We started Socratic because we were tired of engineering feeling like a black box.
We wanted to understand things like how well work was flowing, who was underwater, when work might finish, and what needed our attention.
Simple, essential stuff. But strangely, it was never easy. It was always a snarl of scripts and queries and manual data collection, then massaged into a slide or spreadsheet. The best “data” we could offer were charts showing the “velocity” of an invented unit of measure called “story points”, which were… well, it doesn’t matter. No one ever really knew what they were.
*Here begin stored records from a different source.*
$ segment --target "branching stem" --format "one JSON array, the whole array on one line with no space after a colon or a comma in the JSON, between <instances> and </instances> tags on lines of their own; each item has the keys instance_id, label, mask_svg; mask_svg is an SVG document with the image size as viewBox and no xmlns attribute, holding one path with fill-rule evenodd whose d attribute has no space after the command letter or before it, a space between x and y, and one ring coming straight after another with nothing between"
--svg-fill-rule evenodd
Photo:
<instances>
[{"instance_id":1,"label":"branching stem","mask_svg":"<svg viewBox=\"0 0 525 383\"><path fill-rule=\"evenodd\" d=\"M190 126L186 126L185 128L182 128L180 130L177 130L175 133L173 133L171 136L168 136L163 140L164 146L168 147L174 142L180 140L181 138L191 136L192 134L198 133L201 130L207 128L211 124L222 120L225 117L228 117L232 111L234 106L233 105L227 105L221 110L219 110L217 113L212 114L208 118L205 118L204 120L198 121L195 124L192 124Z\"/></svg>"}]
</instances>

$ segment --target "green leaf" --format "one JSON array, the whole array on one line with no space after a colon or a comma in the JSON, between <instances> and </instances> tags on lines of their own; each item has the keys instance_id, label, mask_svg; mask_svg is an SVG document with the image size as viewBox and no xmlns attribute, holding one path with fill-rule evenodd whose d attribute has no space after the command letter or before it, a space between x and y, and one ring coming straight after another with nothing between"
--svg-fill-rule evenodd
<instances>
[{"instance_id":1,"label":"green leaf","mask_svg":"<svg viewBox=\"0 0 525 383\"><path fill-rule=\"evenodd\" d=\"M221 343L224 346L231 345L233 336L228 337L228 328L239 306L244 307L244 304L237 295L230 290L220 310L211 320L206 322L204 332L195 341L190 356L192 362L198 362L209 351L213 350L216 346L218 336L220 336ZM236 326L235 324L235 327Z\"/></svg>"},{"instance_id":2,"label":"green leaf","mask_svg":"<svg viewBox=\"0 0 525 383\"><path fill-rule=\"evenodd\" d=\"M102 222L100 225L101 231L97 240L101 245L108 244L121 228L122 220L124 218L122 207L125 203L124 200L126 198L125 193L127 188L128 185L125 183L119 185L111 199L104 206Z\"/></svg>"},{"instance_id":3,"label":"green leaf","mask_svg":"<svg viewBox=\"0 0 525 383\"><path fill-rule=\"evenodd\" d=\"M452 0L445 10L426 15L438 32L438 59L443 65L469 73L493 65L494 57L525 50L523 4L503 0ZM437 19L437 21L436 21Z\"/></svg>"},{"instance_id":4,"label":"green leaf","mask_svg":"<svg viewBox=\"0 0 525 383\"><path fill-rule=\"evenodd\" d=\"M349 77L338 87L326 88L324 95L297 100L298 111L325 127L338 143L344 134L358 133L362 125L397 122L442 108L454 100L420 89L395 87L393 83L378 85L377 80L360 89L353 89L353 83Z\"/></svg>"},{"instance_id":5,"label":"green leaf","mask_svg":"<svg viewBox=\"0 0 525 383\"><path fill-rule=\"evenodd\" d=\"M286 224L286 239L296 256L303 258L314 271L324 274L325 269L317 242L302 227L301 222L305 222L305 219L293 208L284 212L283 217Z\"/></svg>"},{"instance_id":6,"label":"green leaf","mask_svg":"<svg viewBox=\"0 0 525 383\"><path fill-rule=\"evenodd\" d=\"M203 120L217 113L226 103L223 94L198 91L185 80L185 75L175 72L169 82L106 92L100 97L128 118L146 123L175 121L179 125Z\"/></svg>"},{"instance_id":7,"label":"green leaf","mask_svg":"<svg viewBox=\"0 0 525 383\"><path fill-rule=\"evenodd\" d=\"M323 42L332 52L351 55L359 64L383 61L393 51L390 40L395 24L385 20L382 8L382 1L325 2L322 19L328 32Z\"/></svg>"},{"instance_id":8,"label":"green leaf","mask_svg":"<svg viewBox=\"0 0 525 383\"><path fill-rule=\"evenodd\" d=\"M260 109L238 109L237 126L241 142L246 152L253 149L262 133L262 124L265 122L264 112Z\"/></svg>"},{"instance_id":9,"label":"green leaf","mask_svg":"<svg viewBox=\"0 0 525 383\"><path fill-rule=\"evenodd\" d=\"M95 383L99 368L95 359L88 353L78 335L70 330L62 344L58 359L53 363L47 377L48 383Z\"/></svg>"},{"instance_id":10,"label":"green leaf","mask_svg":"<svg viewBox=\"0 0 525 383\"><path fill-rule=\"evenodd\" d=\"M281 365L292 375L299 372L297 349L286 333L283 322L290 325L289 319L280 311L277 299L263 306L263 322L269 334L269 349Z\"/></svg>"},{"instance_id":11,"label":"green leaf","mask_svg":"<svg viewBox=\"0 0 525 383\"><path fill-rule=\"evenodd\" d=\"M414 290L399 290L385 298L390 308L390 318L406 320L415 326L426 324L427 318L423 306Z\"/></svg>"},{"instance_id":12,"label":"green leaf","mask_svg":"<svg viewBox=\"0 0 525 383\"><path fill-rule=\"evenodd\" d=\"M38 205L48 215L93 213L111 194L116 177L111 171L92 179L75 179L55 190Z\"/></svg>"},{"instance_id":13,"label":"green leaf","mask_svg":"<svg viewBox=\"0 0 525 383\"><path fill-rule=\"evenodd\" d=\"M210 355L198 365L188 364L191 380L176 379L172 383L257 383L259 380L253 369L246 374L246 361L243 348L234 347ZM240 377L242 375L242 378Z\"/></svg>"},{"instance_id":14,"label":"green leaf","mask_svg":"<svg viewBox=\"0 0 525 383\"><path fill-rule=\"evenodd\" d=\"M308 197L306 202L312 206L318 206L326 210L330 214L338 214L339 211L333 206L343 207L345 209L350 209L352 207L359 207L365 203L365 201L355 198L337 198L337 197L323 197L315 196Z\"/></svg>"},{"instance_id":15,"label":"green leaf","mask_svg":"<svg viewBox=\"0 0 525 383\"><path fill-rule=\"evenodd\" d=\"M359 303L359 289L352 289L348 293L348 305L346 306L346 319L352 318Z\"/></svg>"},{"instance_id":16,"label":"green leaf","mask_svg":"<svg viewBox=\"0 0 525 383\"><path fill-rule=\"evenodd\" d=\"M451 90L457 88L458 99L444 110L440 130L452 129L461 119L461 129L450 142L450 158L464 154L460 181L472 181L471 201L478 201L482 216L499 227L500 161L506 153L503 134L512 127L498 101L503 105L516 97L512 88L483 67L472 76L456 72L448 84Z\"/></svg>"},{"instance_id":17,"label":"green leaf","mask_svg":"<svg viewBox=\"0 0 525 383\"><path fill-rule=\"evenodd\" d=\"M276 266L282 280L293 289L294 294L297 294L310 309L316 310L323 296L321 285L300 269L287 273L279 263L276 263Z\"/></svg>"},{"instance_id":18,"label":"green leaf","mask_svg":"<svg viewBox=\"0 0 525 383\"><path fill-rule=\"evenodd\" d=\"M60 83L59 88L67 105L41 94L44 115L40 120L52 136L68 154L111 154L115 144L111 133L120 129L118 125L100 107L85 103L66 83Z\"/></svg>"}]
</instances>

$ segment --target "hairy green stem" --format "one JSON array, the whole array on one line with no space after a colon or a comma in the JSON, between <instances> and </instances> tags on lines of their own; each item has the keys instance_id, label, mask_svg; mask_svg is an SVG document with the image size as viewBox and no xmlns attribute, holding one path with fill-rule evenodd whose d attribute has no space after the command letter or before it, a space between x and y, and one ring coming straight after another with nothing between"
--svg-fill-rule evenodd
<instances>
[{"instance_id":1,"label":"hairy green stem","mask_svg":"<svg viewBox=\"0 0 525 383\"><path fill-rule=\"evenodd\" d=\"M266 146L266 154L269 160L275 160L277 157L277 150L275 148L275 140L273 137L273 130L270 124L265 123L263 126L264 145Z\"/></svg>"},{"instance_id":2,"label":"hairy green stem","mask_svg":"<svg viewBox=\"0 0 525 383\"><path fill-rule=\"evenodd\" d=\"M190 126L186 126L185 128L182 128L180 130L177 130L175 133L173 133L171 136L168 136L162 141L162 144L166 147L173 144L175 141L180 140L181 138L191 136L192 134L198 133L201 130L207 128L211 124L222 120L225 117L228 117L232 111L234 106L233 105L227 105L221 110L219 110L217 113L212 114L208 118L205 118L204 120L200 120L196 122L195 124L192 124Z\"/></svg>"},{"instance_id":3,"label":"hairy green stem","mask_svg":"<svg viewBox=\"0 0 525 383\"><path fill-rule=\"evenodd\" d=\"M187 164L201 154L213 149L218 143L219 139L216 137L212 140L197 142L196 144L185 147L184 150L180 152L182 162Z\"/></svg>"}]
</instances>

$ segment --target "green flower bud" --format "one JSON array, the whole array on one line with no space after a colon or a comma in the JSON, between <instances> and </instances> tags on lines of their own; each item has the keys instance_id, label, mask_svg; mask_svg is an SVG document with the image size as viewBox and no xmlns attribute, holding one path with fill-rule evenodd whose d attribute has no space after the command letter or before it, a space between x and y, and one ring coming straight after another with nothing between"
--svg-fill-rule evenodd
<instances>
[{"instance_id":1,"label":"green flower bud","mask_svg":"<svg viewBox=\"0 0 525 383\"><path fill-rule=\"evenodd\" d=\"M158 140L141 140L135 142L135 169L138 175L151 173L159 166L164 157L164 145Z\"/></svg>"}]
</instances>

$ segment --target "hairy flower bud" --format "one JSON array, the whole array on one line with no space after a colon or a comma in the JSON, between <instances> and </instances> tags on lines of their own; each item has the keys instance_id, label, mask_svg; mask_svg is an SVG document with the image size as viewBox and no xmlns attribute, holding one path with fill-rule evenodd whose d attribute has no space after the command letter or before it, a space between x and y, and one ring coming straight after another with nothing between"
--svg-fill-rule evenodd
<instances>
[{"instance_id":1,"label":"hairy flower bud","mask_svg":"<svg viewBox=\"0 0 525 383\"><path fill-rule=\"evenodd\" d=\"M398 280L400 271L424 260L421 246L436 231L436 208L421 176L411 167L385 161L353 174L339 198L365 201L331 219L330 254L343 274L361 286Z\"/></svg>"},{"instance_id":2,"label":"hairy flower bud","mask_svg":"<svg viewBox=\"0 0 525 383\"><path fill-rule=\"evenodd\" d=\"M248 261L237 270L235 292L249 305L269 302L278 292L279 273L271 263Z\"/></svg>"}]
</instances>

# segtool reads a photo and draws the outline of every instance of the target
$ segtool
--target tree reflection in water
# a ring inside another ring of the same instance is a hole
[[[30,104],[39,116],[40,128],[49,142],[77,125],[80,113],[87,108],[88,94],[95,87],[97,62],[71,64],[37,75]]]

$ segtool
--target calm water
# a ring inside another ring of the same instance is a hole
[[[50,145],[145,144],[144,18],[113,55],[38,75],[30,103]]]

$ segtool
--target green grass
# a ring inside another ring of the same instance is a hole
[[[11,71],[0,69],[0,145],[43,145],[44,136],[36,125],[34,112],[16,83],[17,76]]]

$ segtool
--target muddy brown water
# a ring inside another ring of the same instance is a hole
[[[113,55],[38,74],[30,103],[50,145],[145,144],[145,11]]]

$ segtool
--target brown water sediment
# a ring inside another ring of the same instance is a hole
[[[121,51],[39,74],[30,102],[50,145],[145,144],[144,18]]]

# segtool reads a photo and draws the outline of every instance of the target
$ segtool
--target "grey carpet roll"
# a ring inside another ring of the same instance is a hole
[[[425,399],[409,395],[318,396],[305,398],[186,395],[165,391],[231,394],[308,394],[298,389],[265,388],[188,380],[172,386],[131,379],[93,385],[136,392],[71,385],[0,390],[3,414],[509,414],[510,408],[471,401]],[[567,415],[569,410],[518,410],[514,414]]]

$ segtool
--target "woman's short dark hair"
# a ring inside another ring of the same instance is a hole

So. Our choices seemed to be:
a) Learn to love inertia. Keep on writing JQL statements and Python scripts. Keep on spreadsheeting roll-ups and reports. Hope that one day this would all magically, finally, produce more light than heat.
b) Start fresh. Simplify. Create the ideal views of work, then use machine learning, joined to our systems of record (i.e. Jira, GitHub), to deliver these insights.
Since hope isn’t a strategy, we went with (b).
Estimating is an empty ceremony.
Whether by story point, Fibonacci number, or wet finger in the air, estimating produces nothing more than a guess—yet it eats huge amounts of engineering time.
Forecasting? Same thing. How can anyone know when some project is likely to finish? There are too many variables at play.
Calculating point velocity as a means to talk about progress or productivity? No. These are just make-work jobs that say nothing meaningful or predictive about the way we work.
But these are the kinds of questions that are tailor-made for AI and machine learning.
We wanted data to show us, instantly, what otherwise took a whole lot of sifting, sorting and discussion—or that wasn’t answerable at all. Answers to things like…
How long will it take to build this?
When will this project finish?
Where are our bottlenecks?
Is scope creep impacting progress?
Which objectives are stagnating?
Who’s overworked, and who has capacity?
Are we improving as an organization? Why or why not?
Let’s demystify what software engineering does. At its essence, the job of product and engineering teams is to turn ideas into working software. The more ideas delivered, efficiently and at good speed, the better.
All we need is the data to show how much we’re getting done, how efficiently, and at what speed. And how this is changing over time. This data should be available to us instantly and automatically—no digging, no spreadsheeting—at any time, for any body of work.
What happens if we can free teams from empty ceremonies? What happens if we have data to show, automatically and in real-time, how work is flowing? What if people have data that helps them understand ways of working better?
Life, at least the work part of it, gets easier. Simpler. Smarter.